Beyza Bayraktar'ın "Psikoloğa ne zaman gidilmeli?" başlıklı köşe yazısı

En çok karşılaştığım sorulardan biri şu: “Psikoloğa gitmem gerekiyor mu?” Bunu kimi zaman bir arkadaş sohbetinde, kimi zaman içini dökmek isteyen bir mesajda, bazen de sessizce düşünen bir bakışta duyuyorum. Belki sen de şu an bu satırları okurken benzer bir soruyu zihninde taşıyorsun: Gerçekten bir psikoloğa gitmeli miyim? Gitmeye ihtiyacım var mı? Yoksa bu sadece geçici bir his mi?

İyi olduğunu düşündüğümüz anlarda bile içten içe bir şeylerin yolunda olmadığını hissedebiliriz. Bazı günler, bir sabah yatağından kalkmak zor gelir, bazı geceler hiçbir şey olmamış gibi görünse de gözlerin dolabilir. Ve o zaman başlar sorgu: Bu herkesin yaşadığı bir şey mi? Yoksa ben mi zorlanıyorum?

Bu yazıda birlikte bu soruların izini süreceğiz. Psikoloğa ne zaman gidilmeli, hangi duygular ya da durumlar bize bir destek gerektiğini fısıldar? Cevaplar bazen net, bazen belirsiz olabilir; ama en önemlisi, sorunun kendisini duymaya cesaret etmek. Şimdi gel, birlikte bakalım: Gerçekten gitmeli misin?

İlk olarak şunu bilmek önemli: Psikoloğa gitmek için “dibe vurmuş” olmayı beklemek gerekmez. Ruhsal destek, sadece kriz anlarında değil, zorlayıcı ama yönetilebilir görünen dönemlerde de son derece kıymetlidir. Tıpkı vücudumuzda hafif bir ağrı hissettiğimizde doktora gitmeyi düşünebildiğimiz gibi, zihinsel ya da duygusal yüklerimiz arttığında da bir uzmandan destek almak hayat kalitemizi yükseltir.

Hayat kaliteni düşüren, seni duygusal olarak zorlayan ya da işlevselliğini bozan bir durum varsa, evet, bir psikoloğa gitmeyi düşünebilirsin. Bunun için yaşadığın şeyin “büyük” ya da “ağır” olması gerekmez. Herkesin hikayesi kendine özgüdür ve her hikaye kıymetlidir. Senin yaşadıkların da hissettiklerin de.

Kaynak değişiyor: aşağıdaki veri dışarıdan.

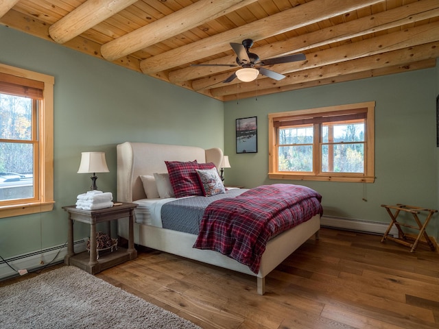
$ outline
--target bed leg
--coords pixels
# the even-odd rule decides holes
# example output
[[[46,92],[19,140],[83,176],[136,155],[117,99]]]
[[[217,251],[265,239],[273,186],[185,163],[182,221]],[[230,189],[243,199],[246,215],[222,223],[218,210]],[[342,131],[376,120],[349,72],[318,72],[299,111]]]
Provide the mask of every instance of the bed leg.
[[[265,293],[265,278],[257,277],[258,279],[258,294],[263,295]]]

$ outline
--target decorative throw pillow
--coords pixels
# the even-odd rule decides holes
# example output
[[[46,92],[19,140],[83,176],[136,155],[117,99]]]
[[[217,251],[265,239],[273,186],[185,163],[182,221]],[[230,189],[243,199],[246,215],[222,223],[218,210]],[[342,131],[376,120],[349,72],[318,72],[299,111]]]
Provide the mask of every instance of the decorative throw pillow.
[[[156,180],[156,184],[157,184],[158,195],[161,199],[175,197],[171,182],[169,181],[169,175],[167,173],[154,173],[154,177]]]
[[[180,161],[165,161],[176,197],[204,195],[196,169],[210,169],[215,164]]]
[[[148,199],[155,199],[160,197],[158,191],[157,190],[157,184],[154,176],[150,175],[143,175],[140,176],[140,179],[143,184],[143,190],[145,194]]]
[[[196,169],[204,196],[211,197],[226,193],[226,188],[218,175],[216,168],[211,169]]]

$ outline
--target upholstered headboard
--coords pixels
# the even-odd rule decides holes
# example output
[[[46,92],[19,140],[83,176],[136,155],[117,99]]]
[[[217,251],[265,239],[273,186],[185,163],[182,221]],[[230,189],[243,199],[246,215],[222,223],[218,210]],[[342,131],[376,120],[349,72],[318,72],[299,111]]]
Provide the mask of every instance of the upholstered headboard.
[[[193,146],[126,142],[117,145],[117,201],[132,202],[146,195],[141,175],[166,173],[165,161],[213,162],[217,169],[222,161],[222,150]]]

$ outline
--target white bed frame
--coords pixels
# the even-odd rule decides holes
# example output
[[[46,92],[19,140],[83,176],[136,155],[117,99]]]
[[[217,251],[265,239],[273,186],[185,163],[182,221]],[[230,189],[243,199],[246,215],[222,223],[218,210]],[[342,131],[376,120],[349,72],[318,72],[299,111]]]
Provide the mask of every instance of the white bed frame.
[[[213,162],[217,168],[222,160],[218,148],[204,149],[190,146],[126,142],[117,145],[117,201],[132,202],[145,199],[141,175],[167,172],[165,160]],[[244,265],[219,252],[193,248],[197,236],[189,233],[134,223],[134,243],[193,259],[257,278],[257,293],[265,293],[265,277],[313,234],[318,239],[320,215],[312,217],[271,239],[262,256],[259,271],[253,273]],[[118,221],[118,234],[128,236],[128,219]]]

Çoğu zaman şu düşünceyle karşılaşırız: “Benim yaşadığım şey o kadar da büyük bir sorun değil, başkaları çok daha kötü durumda.” Bu düşünce, yardım alma hakkımızı elimizden alan tehlikeli bir yanılsamadır. Duygunun büyüğü küçüğü olmaz. Senin için zor olan, değerlidir. Kıyasladıkça duyguların derinliğini kaybederiz; oysa terapide amaç, senin hikayene odaklanmak, senin pencerenden bakabilmektir.

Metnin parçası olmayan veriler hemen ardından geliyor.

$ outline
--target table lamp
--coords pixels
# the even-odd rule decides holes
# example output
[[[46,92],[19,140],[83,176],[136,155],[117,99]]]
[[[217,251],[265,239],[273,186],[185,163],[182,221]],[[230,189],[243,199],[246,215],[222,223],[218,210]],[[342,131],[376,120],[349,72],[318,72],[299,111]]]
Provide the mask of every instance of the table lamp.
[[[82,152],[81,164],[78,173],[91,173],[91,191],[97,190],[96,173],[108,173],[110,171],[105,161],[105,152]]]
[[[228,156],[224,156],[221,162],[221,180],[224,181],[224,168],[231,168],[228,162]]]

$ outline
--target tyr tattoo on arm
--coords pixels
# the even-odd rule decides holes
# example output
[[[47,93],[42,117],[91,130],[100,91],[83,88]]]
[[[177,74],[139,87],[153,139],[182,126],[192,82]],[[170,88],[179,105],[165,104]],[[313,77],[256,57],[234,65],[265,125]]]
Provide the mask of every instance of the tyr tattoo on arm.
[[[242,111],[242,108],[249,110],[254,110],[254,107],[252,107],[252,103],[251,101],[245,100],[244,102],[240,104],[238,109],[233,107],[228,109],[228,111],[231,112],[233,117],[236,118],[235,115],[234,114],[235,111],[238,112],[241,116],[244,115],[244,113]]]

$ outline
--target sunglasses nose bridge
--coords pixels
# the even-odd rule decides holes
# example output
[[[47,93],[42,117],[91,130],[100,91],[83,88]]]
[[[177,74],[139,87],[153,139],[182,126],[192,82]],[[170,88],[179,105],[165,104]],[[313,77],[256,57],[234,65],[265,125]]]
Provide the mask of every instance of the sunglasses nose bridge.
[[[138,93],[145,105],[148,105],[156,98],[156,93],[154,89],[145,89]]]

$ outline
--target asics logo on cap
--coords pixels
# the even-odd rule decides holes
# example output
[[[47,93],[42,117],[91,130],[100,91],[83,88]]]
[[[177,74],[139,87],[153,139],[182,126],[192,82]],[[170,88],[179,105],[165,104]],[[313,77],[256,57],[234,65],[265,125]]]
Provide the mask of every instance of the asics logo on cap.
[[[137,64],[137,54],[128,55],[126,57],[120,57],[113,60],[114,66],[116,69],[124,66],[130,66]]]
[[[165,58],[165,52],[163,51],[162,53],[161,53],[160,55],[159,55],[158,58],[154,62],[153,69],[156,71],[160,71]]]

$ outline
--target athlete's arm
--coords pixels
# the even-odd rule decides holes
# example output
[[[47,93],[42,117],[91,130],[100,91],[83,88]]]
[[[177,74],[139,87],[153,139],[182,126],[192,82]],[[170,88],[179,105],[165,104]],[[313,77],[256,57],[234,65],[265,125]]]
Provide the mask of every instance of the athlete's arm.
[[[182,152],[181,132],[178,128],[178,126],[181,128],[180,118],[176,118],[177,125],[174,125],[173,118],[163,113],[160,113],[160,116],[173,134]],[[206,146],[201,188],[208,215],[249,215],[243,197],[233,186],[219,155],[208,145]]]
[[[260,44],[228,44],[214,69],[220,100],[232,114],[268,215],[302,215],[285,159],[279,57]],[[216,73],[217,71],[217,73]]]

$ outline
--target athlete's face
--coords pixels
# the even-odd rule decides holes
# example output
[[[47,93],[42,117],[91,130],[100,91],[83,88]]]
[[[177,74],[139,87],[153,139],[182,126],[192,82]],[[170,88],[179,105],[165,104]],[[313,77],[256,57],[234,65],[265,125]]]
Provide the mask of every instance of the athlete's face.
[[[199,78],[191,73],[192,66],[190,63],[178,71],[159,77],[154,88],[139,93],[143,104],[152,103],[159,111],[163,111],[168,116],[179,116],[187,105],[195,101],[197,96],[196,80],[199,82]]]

Psikoloğa gitmek, sadece “çökmüş” hissettiğinde yapılacak bir şey değil. Bazen terapi; iyi olduğun halde daha iyi hissetmek, daha sağlam sınırlar çizmek, ilişkilerini daha sağlıklı yürütmek ya da sadece iç sesini daha net duymak içindir.

Bu bir “son çare” değil, kendine atacağın sağlıklı bir adımdır. Bazı insanlar terapiye belirli bir sorunla gider; bazılarıysa ne olduğunu tam bilmediği ama rahatsız edici bir hisle. Her ikisi de eşit derecede geçerli ve değerlidir. Çünkü terapi bir çözüm arayışından çok bir farkındalık yolculuğudur. Bazen sadece biri seni yargılamadan dinlesin istersin. Bazen bir kelime, bir bakış açısı, bir sessizlik bile sana kendini daha iyi anlatır.

Psikoloğa gitmek, zayıflık değil, kendinle ilgilenme cesaretidir. Ve bu, kendine verebileceğin en içten, en derin hediyelerden biridir. Kendi zihnini, kendi duygularını anlamaya niyet etmek; yaşamın yüklerini tek başına taşımak zorunda olmadığını kabul etmektir.

Her insanın içinde taşıdığı bir hikaye vardır. Bazıları anlatılmayı, bazıları duyulmayı, bazıları ise sadece anlaşılmayı bekler. Belki de artık senin hikayen de dinlenmeyi hak ediyordur. Birlikte yürünecek yollar, paylaşılacak yükler, iyileşmeye açılan kapılar var. Kapıyı aralamak senin elinde.